Gold is a precious metal that has been a symbol of wealth since the beginning of time. In its most expensive, pure form of 24 karats, gold is quite soft and malleable. To gain strength and tenacity, gold is commonly combined with other metals, usually with silver and copper in a process called alloying. Although this may decrease the value of the gold slightly, it increases durability and allows gold to be used for long lasting fine jewellery.

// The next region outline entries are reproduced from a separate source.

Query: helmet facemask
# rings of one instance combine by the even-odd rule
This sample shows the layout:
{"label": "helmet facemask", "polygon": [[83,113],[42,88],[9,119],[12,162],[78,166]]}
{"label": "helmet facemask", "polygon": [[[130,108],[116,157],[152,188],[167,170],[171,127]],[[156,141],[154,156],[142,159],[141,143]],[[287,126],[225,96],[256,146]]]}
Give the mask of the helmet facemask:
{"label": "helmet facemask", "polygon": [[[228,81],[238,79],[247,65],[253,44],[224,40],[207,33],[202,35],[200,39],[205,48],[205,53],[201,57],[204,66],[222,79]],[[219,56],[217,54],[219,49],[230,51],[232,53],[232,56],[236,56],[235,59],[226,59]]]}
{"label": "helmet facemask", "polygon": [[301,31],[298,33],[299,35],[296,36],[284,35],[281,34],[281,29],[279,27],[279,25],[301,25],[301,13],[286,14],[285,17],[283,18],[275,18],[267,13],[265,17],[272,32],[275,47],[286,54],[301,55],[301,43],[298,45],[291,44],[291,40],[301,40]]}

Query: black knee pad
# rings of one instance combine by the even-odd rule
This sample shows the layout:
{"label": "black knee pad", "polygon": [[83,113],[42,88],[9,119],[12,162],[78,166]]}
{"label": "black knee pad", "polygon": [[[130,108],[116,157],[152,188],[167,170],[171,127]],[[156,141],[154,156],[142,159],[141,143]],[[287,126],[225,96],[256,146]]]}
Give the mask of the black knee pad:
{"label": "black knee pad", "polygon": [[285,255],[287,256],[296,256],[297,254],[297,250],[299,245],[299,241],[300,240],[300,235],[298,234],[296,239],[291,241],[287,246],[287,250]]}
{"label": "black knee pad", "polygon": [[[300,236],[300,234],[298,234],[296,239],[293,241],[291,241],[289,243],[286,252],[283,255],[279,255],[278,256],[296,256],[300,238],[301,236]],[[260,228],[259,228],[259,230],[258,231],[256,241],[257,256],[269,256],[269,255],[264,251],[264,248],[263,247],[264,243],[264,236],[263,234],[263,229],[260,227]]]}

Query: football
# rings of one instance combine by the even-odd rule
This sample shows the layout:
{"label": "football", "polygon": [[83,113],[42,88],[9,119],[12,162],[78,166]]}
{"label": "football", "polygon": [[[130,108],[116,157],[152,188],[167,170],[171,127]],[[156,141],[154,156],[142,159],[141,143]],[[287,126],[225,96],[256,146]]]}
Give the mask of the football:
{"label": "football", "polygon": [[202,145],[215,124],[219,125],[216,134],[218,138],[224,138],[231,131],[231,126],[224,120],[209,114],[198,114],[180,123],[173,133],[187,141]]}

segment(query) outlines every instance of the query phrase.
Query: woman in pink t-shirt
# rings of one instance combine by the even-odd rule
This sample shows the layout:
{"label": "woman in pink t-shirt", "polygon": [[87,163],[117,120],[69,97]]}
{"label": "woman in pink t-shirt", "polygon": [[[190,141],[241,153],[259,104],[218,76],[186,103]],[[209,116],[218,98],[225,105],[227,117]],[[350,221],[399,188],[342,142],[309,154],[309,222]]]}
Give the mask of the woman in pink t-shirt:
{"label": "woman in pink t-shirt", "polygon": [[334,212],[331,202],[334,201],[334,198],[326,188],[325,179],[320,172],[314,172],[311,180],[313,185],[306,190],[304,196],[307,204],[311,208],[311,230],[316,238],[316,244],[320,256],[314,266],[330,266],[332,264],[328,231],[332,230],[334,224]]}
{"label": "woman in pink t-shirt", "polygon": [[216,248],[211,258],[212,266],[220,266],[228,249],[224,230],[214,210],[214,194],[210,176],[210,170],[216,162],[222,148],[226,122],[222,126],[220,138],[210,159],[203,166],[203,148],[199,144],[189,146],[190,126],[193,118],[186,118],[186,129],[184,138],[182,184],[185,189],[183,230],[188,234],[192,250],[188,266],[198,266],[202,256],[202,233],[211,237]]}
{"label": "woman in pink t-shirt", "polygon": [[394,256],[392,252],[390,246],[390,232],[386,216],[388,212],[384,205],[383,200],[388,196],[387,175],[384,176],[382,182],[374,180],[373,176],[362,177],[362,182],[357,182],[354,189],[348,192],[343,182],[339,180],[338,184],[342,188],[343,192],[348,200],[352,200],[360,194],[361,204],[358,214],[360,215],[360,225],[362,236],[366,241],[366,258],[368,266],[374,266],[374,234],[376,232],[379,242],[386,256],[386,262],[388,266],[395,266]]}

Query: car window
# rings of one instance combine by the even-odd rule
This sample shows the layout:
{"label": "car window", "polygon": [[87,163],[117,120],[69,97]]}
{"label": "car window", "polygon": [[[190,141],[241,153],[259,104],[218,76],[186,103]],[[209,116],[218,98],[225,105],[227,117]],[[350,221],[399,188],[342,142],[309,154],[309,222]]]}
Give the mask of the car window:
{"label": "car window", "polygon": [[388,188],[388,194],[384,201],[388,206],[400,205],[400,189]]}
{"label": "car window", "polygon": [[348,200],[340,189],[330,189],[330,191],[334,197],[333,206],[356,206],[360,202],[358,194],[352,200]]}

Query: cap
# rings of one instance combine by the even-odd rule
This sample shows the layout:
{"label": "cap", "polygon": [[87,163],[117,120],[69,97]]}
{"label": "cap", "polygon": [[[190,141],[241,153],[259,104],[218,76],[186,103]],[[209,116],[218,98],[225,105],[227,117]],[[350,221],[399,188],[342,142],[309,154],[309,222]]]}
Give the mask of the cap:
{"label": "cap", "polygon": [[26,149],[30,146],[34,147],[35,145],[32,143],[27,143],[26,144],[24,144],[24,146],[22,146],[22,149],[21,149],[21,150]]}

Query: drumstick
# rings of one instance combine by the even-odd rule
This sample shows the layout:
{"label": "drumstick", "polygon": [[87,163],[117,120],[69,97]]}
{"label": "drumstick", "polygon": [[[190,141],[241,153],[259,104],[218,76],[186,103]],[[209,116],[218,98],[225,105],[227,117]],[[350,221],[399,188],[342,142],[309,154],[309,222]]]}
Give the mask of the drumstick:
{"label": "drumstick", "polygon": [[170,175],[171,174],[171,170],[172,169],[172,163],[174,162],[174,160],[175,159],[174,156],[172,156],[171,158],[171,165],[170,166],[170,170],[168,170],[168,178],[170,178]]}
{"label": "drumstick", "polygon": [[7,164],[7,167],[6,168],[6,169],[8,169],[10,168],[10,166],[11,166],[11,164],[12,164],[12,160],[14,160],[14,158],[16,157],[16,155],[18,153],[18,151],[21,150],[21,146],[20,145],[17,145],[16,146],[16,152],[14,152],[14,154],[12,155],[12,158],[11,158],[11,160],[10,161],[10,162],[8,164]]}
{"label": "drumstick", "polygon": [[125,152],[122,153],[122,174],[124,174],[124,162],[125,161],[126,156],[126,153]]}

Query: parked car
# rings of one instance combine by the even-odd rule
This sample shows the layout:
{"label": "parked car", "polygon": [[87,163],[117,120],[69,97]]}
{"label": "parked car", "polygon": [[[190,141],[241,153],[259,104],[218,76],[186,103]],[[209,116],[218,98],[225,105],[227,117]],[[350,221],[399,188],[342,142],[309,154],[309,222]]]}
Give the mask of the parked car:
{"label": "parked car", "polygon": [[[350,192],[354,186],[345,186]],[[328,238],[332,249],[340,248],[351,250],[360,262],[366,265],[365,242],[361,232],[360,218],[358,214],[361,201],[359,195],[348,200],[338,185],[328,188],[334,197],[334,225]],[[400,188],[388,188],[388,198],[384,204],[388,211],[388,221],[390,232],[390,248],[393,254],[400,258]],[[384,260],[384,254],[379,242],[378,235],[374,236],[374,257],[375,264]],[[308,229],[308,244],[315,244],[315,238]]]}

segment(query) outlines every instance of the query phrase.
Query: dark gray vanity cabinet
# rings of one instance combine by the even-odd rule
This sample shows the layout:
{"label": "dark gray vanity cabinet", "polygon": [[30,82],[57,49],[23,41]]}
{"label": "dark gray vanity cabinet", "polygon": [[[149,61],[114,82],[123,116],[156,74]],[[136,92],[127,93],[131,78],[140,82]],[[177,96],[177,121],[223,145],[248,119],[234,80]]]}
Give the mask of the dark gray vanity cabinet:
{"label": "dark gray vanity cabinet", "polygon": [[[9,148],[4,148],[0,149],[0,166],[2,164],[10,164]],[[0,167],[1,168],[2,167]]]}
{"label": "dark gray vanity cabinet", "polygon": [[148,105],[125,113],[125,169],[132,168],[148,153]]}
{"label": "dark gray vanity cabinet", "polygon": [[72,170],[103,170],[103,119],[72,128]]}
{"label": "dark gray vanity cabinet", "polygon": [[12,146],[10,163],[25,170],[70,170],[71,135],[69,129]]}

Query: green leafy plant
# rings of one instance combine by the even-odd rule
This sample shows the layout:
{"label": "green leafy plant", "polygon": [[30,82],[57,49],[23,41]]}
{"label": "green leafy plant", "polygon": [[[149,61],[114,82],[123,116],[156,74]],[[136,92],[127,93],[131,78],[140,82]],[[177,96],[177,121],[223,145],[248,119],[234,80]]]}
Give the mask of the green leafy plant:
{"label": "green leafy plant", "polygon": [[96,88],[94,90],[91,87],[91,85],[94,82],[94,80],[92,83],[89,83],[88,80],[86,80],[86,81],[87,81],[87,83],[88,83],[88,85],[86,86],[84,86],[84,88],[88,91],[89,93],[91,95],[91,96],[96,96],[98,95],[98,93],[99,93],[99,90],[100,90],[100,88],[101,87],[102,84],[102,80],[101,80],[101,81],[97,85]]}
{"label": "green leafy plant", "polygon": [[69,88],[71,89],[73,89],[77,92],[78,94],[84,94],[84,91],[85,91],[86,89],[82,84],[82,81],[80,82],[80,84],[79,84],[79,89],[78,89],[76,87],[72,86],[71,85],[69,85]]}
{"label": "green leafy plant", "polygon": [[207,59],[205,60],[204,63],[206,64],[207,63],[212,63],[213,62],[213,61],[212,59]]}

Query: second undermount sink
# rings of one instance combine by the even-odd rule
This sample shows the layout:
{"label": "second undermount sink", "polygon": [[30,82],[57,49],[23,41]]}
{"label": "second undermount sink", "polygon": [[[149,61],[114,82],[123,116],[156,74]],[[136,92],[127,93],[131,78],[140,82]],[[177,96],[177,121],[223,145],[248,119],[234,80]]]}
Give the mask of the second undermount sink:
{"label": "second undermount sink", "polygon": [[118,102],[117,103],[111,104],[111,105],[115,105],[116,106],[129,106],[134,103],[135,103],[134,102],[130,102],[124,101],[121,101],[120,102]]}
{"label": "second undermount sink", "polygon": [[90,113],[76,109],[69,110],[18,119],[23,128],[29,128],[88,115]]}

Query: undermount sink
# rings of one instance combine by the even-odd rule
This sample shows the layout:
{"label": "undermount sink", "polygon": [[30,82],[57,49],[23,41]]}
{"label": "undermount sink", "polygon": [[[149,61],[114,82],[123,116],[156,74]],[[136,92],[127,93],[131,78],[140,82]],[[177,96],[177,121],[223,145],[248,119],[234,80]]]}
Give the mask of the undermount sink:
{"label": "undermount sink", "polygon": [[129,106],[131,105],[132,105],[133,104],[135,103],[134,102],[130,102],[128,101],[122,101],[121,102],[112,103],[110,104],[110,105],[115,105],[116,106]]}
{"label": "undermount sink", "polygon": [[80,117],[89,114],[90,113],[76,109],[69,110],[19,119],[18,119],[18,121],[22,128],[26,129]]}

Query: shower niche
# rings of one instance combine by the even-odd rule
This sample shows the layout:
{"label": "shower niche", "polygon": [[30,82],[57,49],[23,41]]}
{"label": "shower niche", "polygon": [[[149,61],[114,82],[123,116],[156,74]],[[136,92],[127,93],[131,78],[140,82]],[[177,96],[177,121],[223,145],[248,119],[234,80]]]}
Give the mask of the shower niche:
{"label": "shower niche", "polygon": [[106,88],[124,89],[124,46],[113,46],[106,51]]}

The Gold content in a metal is measured in terms of karats ("k" or "kt"). Pure Gold or 100% Gold is referred to as 24k Gold. When this pure Gold is alloyed with other metals, such as silver, copper, or nickel, the Gold percentage decreases. 18k Gold is 18/24th or 75% pure Gold, and 14k Gold is 14/24 or 58.3% pure Gold. As the percentage of pure Gold decreases, the strength of the metal increases: so 14k Gold is stronger than 18k Gold. Additionally, as the percentage of pure Gold decreases, the price of the metal also decreases: so 14k Gold will cost less than 18k Gold.
24 karat Gold equals 100% pure Gold Too soft for jewellery
22 karat Gold equals 91.7% Gold Still too soft for jewellery. Popular in certain parts of the world.
18k Gold equals 75% Gold Very popular for jewellery, good balance of strength and value
14 karat Gold equals 58.3% Gold Extremely popular for jewellery. Good balance of durability and value.
12 karat Gold equals 50% Gold Not used for jewellery
10 karat Gold equals 41.7% Gold Lowest Gold content that can be legally marked as Gold in the United States.


Gold Colours

Yellow Gold

Gold has a warm yellow colour in its purest form. Even when it is alloyed with other metals such as silver, nickel or palladium to make 14k or 18k Gold, it retains a yellowish colour. The richness of the Gold colour is directly affected by the percentage of Gold in its alloys: therefore, 18k Gold has a richer Gold colour than 14k Gold.

White Gold

To give White Gold its brilliant shiny white luster, the final process of making White Gold involves plating the metal with a layer of Rhodium. Rhodium is a shiny white metal, which is extremely hard and durable. Over time, withregular wear, the Rhodium plating may wear off revealing the yellow Gold underneath, and can be easily repaired by a jeweller who can redo the Rhodium plating.